Passo Manghen

Until the introduction of the Mortirolo in 1990 the Pass Manghen was widely regarded as the toughest climb ever to be used in the Giro, a reputation it well and truly deserves.

The Passo Manghen is a relatively late edition to the great roads of the Dolomites having been built as late as 1958 over the route of an old mule track. 18 years later it then made its tempestuous debut in the Giro d’Italia largely because the final 12 kilometres were still unpaved. The great Eddy Merckx proclaimed that it was more ‘fit for cyclo cross than a road race’ and he was being polite.

The eventual winner of that year’s Giro, Felice Gimondi, proclaimed that race organiser Vincenzo Torriani “deserved to be truncheoned’ for including it. Such was the uproar the climb didn’t appear on the route again until 1996 when thankfully the upper slopes had been paved, however even though now sealed under a layer of tarmac they are still ferociously steep and to this day present one of the hardest challenges a rider can face.

Details

Length
22.5km
Base Elevation
388m
Summit Elevation
2,027m
Elevation Gain
1,690m
Average Gradient
7.5 %
Max Gradient
18 %
Suggested Gearing
34/28

The Climb

This is a real tough one, a proper challenge into unpopulated and quiet mountains so make sure you are well fueled and mentally and physically ready for battle. Leaving Borgo Valsugana you head up through Telve on a moderate gradient to begin by passing various villages as you wind through the dark forest.

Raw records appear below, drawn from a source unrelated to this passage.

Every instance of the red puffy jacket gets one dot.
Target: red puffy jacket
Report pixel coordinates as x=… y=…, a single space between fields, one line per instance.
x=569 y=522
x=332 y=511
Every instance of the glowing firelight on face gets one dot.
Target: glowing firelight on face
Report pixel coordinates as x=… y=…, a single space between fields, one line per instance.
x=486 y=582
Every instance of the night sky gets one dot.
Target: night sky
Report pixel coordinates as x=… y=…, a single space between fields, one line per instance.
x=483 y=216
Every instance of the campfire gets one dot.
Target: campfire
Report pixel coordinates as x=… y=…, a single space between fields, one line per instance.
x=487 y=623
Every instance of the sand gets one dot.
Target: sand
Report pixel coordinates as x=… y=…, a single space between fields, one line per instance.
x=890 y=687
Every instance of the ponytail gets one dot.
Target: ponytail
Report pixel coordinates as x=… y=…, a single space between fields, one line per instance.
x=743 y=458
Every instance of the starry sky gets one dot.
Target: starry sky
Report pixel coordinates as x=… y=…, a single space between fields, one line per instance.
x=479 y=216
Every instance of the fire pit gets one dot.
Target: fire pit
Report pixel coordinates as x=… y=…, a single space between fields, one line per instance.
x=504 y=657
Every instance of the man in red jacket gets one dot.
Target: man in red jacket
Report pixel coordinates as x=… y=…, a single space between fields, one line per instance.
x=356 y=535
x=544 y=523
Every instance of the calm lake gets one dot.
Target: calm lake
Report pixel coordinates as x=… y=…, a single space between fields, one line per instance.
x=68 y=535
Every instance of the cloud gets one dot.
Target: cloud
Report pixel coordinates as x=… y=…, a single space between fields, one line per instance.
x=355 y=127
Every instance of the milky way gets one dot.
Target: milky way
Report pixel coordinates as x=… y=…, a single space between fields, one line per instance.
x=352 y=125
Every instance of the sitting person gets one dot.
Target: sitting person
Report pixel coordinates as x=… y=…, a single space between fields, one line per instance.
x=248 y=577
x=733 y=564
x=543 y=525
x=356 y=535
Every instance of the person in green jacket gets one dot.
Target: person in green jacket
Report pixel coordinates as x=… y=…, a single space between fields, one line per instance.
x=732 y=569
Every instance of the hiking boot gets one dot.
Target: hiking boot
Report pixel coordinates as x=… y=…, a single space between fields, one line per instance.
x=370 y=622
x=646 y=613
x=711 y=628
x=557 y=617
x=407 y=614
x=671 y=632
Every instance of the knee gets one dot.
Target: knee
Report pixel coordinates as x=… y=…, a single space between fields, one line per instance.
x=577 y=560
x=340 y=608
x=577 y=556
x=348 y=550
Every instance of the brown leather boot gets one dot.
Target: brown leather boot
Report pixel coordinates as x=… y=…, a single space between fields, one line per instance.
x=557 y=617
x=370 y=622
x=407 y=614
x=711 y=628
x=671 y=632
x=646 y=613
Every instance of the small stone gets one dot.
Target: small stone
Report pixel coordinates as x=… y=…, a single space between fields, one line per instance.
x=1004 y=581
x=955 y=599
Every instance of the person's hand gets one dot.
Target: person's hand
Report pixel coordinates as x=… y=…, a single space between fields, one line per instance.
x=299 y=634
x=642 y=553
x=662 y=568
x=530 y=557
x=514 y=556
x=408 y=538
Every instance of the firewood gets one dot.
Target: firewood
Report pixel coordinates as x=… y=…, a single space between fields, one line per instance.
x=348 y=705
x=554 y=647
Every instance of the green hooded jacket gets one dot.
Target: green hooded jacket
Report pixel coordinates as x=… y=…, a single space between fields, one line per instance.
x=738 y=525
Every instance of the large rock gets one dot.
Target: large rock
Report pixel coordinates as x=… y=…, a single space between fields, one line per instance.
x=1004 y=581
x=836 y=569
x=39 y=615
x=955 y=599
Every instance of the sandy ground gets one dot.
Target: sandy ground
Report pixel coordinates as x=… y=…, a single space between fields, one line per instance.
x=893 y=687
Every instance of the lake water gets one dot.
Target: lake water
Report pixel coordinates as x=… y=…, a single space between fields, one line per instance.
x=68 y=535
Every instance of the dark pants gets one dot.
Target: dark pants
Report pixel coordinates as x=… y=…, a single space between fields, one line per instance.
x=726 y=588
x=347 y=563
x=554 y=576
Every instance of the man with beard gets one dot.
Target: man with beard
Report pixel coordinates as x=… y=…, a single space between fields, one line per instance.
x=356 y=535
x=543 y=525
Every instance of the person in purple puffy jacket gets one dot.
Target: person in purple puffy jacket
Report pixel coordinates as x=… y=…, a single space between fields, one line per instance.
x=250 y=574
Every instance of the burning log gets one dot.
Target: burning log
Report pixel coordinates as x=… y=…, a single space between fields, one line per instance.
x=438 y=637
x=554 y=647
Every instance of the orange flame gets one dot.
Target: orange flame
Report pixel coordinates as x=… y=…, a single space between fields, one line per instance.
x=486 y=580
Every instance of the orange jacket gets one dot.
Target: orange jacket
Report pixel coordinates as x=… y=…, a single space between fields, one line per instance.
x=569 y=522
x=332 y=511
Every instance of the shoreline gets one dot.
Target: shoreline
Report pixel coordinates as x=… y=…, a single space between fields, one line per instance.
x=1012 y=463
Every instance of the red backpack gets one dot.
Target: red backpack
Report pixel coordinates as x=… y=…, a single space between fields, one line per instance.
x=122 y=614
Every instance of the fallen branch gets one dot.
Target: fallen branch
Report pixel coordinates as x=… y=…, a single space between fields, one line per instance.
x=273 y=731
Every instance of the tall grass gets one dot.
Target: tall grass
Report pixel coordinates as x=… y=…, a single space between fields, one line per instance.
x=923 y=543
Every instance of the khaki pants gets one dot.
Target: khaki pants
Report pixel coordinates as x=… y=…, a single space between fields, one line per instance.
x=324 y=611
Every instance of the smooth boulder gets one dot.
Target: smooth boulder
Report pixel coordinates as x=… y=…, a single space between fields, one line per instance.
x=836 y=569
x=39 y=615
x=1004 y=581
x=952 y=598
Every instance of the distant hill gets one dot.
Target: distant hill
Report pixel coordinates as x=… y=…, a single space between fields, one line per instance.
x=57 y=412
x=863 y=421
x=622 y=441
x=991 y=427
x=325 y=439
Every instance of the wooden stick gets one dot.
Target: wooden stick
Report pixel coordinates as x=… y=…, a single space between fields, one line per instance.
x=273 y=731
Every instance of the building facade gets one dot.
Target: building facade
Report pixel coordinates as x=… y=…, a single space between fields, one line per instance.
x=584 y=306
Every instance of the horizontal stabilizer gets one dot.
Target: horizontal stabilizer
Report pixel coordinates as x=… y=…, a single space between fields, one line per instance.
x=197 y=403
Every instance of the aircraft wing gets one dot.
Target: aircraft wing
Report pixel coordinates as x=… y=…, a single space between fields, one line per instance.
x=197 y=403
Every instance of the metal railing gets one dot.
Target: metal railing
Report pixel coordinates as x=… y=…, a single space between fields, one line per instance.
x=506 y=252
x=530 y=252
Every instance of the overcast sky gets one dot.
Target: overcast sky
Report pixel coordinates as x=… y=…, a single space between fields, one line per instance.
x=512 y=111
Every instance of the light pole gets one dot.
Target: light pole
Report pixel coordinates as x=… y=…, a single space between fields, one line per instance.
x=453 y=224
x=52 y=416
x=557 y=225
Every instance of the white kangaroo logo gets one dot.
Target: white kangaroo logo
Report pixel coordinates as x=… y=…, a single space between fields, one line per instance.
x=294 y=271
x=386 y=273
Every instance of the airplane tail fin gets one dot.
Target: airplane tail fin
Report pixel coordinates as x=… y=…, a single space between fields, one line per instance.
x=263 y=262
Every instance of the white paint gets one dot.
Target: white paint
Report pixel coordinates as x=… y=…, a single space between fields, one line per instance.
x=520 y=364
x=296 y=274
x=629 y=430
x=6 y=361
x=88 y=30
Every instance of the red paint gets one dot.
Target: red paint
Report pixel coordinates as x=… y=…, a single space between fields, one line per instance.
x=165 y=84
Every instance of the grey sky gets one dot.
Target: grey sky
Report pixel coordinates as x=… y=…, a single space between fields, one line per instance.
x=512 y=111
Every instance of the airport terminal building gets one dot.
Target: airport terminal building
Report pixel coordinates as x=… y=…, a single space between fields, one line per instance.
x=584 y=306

Although there is the odd spike in the slope there is nothing too demanding until you reach the infamous final seven kilometres. Set almost entirely on a constant gradient of between 10 and 15% on an impossibly narrow road they twist through a multitude of hairpins on a merciless journey into wild isolation.

Points of interest

B. V. di Lourdes Cave

B. V. di Lourdes Cave

Amongst the curiosities in the town of Telve at the base can be found the Grotta della B. V. di Lourdes, a reproduction of the world famous Grotta della Madonna in Lourdes.

Manghen Meaning

Manghen Meaning

The name Manghen comes from the word locals called winches or hoists for lifting logs as this pass was built to transport the timber from the heavily forested slopes.

Malga Baessa

Malga Baessa

The last place for refreshment before the summit is the Ristorante Malga Baessa which sits in an idyllic setting around 8 kilometres from the top.

Rifugio Passo Manghen

Rifugio Passo Manghen

On the northern flank, just 300 metres from the summit stands the Rifugio Passo Manghen where you can eat or lie down after the ordeal of reaching the top.

Monte Ziolera

Monte Ziolera

Standing high above the pass at an altitude of 2478 metres is the triangular peak of Monte Ziolera which is popular with walkers as it is possible to scale it without specialist equipment.

“When you get to the summit you look down at what you’ve ridden up and you wonder how you’ve done it without an ice axe.”